The company, which has significant investment from Enbridge Inc., has grown to 23 employees from 10 in 2011 and plans to double staff again in 2013.

Genalta currently is in the construction stage for facilities producing a total of about six megawatts, with another 45 MW being discussed for the engineering stage, and another 50 MW in the bidding process for each stage, Kiss said.

The company does as much construction as possible offsite, which makes for an efficient building process, he said. He pointed to the new 3-MW Cadotte Waste Fuel to Power Project at a Husky Energyheavy oil battery that flares between 750,000 to one million cubic feet of natural gas per day. Genalta will turn much of that waste gas into power for the local distribution grid, while reducing flaring at the site by more than 80 per cent.

All the facility’s modules were preassembled, with the lease developed over the same time frame, Kiss said. The facility essentially was built over a couple of weeks in April 2012, he said. “We still have to do electrical interconnection, but in essence everything is there.”

There are several challenges for the waste heat-to-energy industry, including having to work with a complex regulatory framework that requires a lot of expertise, Kiss said. Genalta has hired an expert in the area who has been very successful in dealing with the protocols, he said.

The industry also is a capital-expensive business with a long payback that requires a 10- or 20-year term for power payments, Kiss said. “We’re utility … so there’s a very high upfront capital outlay for R&D.”

There is also a long business development cycle, with often two to three years between the initial contact with the fuel-providing company and the final negotiations. Access to capital also has been a challenge because Genalta owns and operates the power-generating facilities, Kiss said.

Also, with the rapid growth of the company and the high activity in the oil and gas industry in Alberta, Genalta has had to go as far as Ontario to recruit staff.

Despite the challenges, Genalta has competitors in the space such as Calgary-based NRGreen Power Limited Partnership, an independent power producer related to Alliance Pipeline.

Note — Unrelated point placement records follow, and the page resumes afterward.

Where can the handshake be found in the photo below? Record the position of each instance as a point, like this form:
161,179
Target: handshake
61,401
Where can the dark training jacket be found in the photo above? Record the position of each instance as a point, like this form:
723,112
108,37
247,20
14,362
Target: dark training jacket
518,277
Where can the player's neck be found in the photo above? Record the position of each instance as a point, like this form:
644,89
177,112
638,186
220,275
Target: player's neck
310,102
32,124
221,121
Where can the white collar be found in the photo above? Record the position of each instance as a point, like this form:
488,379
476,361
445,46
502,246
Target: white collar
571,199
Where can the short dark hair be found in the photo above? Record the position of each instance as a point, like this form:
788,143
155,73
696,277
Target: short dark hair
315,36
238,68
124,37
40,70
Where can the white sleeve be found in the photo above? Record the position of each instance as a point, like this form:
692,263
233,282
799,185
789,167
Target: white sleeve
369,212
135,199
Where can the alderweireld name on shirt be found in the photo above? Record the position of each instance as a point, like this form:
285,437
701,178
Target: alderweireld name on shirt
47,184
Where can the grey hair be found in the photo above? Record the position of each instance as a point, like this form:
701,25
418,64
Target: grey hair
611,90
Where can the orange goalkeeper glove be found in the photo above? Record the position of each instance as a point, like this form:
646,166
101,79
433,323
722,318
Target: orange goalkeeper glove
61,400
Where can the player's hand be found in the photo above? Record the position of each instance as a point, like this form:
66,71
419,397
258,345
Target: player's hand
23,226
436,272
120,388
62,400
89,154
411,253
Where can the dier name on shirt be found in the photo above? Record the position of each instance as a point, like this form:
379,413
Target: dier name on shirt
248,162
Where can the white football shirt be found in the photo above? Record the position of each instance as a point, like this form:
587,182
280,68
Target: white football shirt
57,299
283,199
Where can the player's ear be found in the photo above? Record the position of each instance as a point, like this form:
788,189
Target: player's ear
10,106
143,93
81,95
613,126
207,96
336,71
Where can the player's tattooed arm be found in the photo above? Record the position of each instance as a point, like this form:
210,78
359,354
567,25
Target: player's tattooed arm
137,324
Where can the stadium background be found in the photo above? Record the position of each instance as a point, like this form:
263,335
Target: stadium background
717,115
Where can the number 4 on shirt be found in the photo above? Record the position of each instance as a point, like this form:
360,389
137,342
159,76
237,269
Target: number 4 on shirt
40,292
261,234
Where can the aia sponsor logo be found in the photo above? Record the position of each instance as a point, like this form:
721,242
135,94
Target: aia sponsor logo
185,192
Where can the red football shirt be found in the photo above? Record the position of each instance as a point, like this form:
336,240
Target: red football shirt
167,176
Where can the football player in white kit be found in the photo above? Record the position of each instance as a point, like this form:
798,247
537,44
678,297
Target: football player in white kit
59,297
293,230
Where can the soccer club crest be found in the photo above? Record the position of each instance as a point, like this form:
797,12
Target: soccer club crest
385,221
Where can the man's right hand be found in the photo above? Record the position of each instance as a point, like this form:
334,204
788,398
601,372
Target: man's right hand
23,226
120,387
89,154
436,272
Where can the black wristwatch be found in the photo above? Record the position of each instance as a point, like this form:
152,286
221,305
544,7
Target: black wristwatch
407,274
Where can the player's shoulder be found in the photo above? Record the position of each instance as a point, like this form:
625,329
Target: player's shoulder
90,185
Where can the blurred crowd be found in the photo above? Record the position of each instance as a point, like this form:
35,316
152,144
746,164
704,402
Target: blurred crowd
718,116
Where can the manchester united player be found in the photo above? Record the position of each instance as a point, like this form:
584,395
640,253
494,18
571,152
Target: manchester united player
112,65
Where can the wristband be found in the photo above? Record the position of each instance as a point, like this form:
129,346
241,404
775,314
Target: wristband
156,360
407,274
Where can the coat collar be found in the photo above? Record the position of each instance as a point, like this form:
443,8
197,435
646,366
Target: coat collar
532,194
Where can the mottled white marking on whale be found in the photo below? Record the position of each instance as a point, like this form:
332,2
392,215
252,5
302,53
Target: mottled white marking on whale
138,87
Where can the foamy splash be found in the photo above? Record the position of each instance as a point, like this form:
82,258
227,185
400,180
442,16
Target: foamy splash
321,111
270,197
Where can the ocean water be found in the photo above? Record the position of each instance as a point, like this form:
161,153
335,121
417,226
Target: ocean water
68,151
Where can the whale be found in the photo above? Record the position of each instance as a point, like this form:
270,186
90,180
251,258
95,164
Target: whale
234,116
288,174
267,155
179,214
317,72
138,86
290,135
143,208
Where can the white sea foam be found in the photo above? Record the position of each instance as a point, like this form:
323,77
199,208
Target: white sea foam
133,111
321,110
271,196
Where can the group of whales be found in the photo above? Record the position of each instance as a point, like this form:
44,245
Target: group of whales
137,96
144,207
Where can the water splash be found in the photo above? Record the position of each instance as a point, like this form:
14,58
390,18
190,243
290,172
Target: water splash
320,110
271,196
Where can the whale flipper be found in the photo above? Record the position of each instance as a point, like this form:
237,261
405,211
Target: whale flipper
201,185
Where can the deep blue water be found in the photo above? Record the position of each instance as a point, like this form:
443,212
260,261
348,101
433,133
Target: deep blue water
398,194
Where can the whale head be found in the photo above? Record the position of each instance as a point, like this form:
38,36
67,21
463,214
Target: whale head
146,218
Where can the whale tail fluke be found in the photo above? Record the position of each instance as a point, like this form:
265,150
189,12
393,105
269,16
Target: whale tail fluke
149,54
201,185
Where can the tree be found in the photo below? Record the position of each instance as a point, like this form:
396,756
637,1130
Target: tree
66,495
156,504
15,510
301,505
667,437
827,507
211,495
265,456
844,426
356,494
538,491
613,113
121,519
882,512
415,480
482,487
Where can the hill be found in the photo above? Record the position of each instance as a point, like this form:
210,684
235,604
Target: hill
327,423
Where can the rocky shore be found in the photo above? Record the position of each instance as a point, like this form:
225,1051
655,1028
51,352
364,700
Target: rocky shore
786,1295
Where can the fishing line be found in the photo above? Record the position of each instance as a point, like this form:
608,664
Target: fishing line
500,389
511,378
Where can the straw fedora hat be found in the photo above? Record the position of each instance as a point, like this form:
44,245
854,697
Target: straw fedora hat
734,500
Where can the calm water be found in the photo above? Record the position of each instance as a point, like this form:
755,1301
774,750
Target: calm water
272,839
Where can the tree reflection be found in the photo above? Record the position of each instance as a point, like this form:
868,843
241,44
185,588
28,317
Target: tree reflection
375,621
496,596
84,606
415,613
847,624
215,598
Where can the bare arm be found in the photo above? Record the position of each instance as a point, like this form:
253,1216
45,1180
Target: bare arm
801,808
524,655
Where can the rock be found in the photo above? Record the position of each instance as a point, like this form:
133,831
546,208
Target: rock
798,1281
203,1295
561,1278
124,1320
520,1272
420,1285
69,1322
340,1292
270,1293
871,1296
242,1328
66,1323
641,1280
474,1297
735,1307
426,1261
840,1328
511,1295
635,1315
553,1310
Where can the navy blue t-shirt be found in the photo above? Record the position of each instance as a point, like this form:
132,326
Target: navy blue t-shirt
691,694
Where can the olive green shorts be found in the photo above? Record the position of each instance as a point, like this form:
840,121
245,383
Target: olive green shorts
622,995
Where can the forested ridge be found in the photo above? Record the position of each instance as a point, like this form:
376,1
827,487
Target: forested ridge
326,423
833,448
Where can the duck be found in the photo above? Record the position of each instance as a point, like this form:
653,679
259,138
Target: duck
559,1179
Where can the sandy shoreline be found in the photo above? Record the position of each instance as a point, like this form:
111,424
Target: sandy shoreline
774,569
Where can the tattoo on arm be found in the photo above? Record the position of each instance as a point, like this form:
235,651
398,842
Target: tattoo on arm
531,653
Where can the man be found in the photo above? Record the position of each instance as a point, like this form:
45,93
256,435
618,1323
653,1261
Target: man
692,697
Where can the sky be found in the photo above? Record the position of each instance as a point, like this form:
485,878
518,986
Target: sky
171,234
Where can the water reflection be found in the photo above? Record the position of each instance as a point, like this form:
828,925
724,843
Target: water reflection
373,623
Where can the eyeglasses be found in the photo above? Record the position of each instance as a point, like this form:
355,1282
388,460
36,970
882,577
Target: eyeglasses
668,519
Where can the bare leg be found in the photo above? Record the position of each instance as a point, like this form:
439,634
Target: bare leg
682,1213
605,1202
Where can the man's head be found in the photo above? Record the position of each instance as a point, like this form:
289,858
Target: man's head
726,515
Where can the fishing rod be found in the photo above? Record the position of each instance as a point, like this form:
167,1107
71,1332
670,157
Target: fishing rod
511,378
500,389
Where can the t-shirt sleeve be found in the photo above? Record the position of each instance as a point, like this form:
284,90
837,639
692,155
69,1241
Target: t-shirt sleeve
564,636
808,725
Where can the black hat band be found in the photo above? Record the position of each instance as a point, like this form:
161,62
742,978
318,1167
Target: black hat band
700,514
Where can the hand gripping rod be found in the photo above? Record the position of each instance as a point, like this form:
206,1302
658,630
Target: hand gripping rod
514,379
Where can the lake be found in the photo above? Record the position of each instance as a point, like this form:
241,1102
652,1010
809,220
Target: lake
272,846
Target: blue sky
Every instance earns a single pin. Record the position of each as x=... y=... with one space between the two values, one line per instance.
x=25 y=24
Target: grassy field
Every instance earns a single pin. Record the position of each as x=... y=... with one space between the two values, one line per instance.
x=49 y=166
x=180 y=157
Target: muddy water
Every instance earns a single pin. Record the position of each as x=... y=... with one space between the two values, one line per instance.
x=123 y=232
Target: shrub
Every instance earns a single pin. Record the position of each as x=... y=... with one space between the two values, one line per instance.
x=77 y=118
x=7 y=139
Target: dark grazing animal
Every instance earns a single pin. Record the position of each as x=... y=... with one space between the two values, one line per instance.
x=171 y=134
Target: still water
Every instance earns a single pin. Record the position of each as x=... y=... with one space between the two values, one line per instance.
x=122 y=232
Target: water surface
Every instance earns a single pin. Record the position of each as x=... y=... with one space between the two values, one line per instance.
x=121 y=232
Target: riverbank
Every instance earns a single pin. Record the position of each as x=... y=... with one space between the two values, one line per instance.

Under a 20-year power agreement with SaskPower, NRGreen Power has built four, 5-MW waste heat power generation units in Saskatchewan. NRGreen Power will be adding its fifth waste heat recovery unit in western Canada, to be built at Alliance Pipeline’s Windfall compressor station near Whitecourt, Alberta.

The Whitecourt Recovered Energy Project will utilize General Electric’s patented ORegan power system to generate 14 MW of electricity, with no new emissions or water use.

The $64-million project is scheduled to be operational in the third quarter of 2013.